Originally posted on The Sydney morning Herald (Source: Here)
By Vensa Poljak
More than $1 billion of bets against the Australian retail sector will be tested when the earnings season gets under way this week, underlining a difficult year for the stocks with the most to lose from Amazon’s entry.
Short exposure to Harvey Norman, JB Hi-Fi, Metcash and Myer is tracking at about $1.3 billion collectively, according to the latest data provided by the securities regulator. With double-digit short positioning for all of those names, including Myer where 16.5 per cent of the company is in the hands of shorts, any surprises could trigger a squeeze.
Increased price volatility has been a notable feature of recent earnings seasons. However, the stakes are higher for retailers whose outlook has been clouded by Amazon’s arrival, as well as nervousness linked to the housing market. The online giant has just settled on a former Bunnings distribution centre in Melbourne and it is said to be eyeing a purpose-built Goodman Group lease at Eastern Creek to service Sydney.
Fund managers say that the divergence of views in the retail sector makes it one of the few pockets of the market where consensus and reality are potentially misaligned. The shorts were vindicated when Myer downgraded forecasts earlier this month in an otherwise mild confession season that yielded upgrades from Adairs and Kogan.
Hysteria
“Going into reporting season the biggest stock price surprises are going to come from the most shorted stocks in the market,” said investor Reece Birtles from Martin Currie Australia. “Retailers have already performed strongly since peak hysteria from the Amazon threat in mid-June on the back of anecdotes of strong sales performance in categories like electronics and furniture.”
In spite of this, short interest in discretionary retail is more than double its long-run average.
Overall, S&P/ASX 200 Index companies are heading for earnings per share growth of 13.1 per cent for 2016-17, fuelled by a recovery in resources, and 6.6 per cent for 2017-18. Industrials stocks still managed to eke out 7.8 per cent growth in the past year, according to Morgan Stanley’s analysis of consensus estimates.
The Australian sharemarket is ahead 0.65 per cent year to date, closing at 5702.81 points on Friday.
Big names to report this week include Rio Tinto, Suncorp, Crown Resorts and Tabcorp.

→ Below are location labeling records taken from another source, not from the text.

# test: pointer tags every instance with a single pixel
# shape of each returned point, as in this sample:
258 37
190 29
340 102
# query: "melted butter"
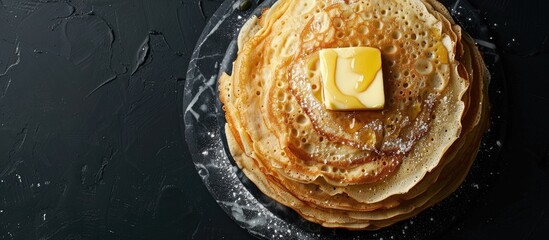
366 62
442 53
352 78
328 61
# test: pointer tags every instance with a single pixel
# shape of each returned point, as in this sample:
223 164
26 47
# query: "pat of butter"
352 78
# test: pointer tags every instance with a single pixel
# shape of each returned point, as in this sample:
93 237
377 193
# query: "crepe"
360 169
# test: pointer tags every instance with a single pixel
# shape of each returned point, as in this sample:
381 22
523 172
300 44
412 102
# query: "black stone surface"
91 141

The extent of short positioning in highly regarded names is baffling to some investors. For example, 13.6 per cent of JB Hi-Fi is held short and the stock is down 9 per cent this year.
“We think JB Hi-Fi is a well-run, efficient company,” said long-short manager Tim Carleton from Auscap Asset Management. “They operate in a retail sales environment that is always competitive. As a new competitor, Amazon may well have an impact but we suspect the market’s reaction to the threat has been excessive.”
Brokers have tried to figure out how much damage Amazon will do based on its experience in the US, UK and some parts of Europe. Citigroup expects Amazon to grab 8 per cent of the consumer electronics market within five years of its Australian debut and 11 per cent in 10 years. Long-term earnings forecasts have been downgraded accordingly.
But Merrill Lynch analyst David Errington believes the market has swung too far and the “de-rating” in share prices was not supported by fundamentals. Retailers have been competing against eBay for years.
History is on the side of the longs. For the past seven years, the top 10 per cent of shorted stocks have outperformed the market 80 per cent of the time by an average of 2 per cent, Deutsche Bank equity strategist Tim Baker concluded in a report last week. But this is largely a trading strategy because outperformance fades quickly and is eroded within two months.
Fund manager Romano Sala Tenna from Katana Asset Management observes that hedge funds tend to be able to hold on longer than anyone realises.
“Some of these shorts might be found wanting but the short sellers seem to have a fairly high risk tolerance and a propensity to hold positions. To date they haven’t blinked,” he said.
“In a range-bound market the short sellers are still pretty comfortable. If we head into a market with a genuine breakout, then that gets more interesting.
“Metcash for example, if they’re on 20-something times it’s one thing, but if you’re on 12-times earnings compared to your peer group there’s a miscalculation there, especially given that they are number two now in hardware,” Mr Sala Tenna said. About 12 per cent of Metcash is held short, and the stock has advanced 14 per cent this year.
The Katana investor disagrees that more volatility, as the old adage suggests, is a gift for long-only managers.
“In theory it’s good because the bigger the dislocation the greater the opportunity, but in reality misplaced volatility’s not good for anyone.”
The retailers are heavily targeted but the biggest shorts, according to ASIC’s data, remain Orocobre at 19 per cent, Western Areas at 18 per cent, and Syrah Resources at 17.8 per cent. Nickel stocks, including Western Areas and Independence Group, have been suffered from on-again, off-again offshore production restrictions. Mr Birtles argues nickel “is one of the most undervalued commodities”.
Amazon shares hit a record high in the US last week where its results showed another quarter of booming sales and heavy reinvestment.